Blockchain nos registros públicos: desafios constitucionais e civilísticos à descentralização da fé pública
DOI:
https://doi.org/10.18378/rbfh.v14i2.11471Palavras-chave:
: Regulação digital; Descentralização tecnológica; Fé pública; Delegação estatal.Resumo
A presente artigo discute os desafios constitucionais e civilísticos decorrentes da incorporação da tecnologia blockchain aos registros públicos brasileiros, especialmente no que tange à possível descentralização da fé pública notarial e registral. Fundamentada no art. 236 da Constituição Federal de 1988, a fé pública é atributo essencial do sistema registral, conferindo presunção de veracidade, autenticidade e legitimidade aos atos praticados por notários e registradores. A proposta de utilização da blockchain, tecnologia caracterizada por descentralização, imutabilidade e consenso distribuído, desafia esse modelo ao sugerir a substituição da confiança institucional pela “confiança algorítmica”. O estudo demonstra que, embora a blockchain ofereça avanços em segurança da informação, transparência e eficiência, sua adoção irrestrita sem observância ao ordenamento jurídico vigente implicaria inconstitucionalidade, sobretudo pela ausência de controle estatal, responsabilidade jurídica e respeito às formas legais exigidas para determinados atos. Outrossim, a pesquisa evidencia que aspectos como proteção de dados, validade dos contratos inteligentes e imputabilidade por danos exigem regulamentação. Conclui-se que a tecnologia blockchain deve ser integrada de forma complementar, e não substitutiva, ao sistema registral brasileiro.
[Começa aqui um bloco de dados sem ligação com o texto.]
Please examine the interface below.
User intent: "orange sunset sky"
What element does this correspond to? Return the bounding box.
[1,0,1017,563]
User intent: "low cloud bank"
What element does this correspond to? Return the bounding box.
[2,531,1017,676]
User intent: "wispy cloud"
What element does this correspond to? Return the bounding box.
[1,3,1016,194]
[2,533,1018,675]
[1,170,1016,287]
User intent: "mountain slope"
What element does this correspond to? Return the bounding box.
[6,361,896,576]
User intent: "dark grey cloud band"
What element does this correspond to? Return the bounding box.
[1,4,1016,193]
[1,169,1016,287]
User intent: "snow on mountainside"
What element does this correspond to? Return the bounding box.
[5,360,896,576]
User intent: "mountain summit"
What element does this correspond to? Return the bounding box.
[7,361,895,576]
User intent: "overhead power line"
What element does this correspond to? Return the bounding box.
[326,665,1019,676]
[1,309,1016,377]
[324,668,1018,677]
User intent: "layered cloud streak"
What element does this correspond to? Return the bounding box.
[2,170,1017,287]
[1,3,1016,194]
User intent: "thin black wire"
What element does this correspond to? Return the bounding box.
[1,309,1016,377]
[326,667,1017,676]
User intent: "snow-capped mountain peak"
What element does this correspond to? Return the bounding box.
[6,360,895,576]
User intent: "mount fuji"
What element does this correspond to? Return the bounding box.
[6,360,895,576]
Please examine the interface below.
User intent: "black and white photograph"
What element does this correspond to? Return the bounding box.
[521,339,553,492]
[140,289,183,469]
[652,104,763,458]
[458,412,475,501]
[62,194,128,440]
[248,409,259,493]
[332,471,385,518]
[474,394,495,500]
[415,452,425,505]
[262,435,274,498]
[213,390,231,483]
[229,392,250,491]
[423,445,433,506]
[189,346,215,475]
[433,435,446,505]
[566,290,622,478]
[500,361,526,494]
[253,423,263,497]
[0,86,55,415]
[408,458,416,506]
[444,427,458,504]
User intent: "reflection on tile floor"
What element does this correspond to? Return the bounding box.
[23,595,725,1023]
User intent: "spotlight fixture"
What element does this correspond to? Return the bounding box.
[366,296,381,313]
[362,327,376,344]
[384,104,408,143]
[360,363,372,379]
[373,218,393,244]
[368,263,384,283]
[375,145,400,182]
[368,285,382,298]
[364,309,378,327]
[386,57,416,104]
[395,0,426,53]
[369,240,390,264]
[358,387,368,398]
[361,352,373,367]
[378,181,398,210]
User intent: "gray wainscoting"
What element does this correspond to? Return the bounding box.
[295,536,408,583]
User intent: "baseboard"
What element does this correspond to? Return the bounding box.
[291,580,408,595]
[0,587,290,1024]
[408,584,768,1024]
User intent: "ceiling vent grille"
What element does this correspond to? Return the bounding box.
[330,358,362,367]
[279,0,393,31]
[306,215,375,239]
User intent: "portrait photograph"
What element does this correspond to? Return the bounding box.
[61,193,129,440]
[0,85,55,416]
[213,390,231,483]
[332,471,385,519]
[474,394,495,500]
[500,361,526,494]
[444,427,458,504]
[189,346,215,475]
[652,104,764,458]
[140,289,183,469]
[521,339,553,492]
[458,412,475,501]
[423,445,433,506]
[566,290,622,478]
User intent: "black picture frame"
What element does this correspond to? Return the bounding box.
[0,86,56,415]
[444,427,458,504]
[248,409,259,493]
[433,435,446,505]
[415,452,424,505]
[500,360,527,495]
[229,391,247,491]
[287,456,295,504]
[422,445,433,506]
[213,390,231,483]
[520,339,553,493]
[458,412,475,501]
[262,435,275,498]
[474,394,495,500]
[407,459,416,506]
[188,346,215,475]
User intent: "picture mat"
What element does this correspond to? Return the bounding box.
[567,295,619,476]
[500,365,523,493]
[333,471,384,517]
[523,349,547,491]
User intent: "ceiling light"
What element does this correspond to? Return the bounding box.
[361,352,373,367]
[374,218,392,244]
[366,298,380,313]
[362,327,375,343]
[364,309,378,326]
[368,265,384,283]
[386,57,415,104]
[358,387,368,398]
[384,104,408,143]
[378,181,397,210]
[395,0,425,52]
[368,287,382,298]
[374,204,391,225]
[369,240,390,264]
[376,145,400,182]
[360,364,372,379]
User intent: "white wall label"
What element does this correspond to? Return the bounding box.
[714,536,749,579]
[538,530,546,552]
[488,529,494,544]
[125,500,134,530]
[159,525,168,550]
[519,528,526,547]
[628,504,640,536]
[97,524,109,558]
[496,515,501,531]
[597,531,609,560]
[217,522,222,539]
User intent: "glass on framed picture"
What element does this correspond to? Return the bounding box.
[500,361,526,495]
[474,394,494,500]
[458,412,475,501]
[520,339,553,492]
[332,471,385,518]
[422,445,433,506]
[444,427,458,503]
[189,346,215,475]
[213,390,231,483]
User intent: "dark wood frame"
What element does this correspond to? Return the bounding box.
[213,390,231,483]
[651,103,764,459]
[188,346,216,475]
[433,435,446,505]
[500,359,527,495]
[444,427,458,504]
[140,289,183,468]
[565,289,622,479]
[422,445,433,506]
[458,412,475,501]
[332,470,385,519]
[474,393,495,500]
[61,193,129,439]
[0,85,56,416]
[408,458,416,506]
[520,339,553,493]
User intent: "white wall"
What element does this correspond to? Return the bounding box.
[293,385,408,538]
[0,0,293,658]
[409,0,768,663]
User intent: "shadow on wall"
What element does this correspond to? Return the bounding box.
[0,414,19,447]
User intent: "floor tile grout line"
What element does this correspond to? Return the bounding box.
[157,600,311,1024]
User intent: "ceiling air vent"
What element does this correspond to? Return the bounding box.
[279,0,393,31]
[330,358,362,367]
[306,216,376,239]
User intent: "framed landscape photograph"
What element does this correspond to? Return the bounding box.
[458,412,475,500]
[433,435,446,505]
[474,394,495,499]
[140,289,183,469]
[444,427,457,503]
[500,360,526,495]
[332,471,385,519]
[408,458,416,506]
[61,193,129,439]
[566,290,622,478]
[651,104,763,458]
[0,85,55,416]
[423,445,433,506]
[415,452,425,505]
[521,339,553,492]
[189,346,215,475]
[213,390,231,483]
Para tanto, recomenda-se a criação de blockchains permissionadas operadas por cartórios, sob supervisão do CNJ, bem como a formulação de marcos regulatórios específicos. A pesquisa propõe uma reconfiguração da fé pública como confiança regulada, articulando inovação tecnológica e segurança jurídica, projetando novos paradigmas para a atividade notarial e registral na era digital.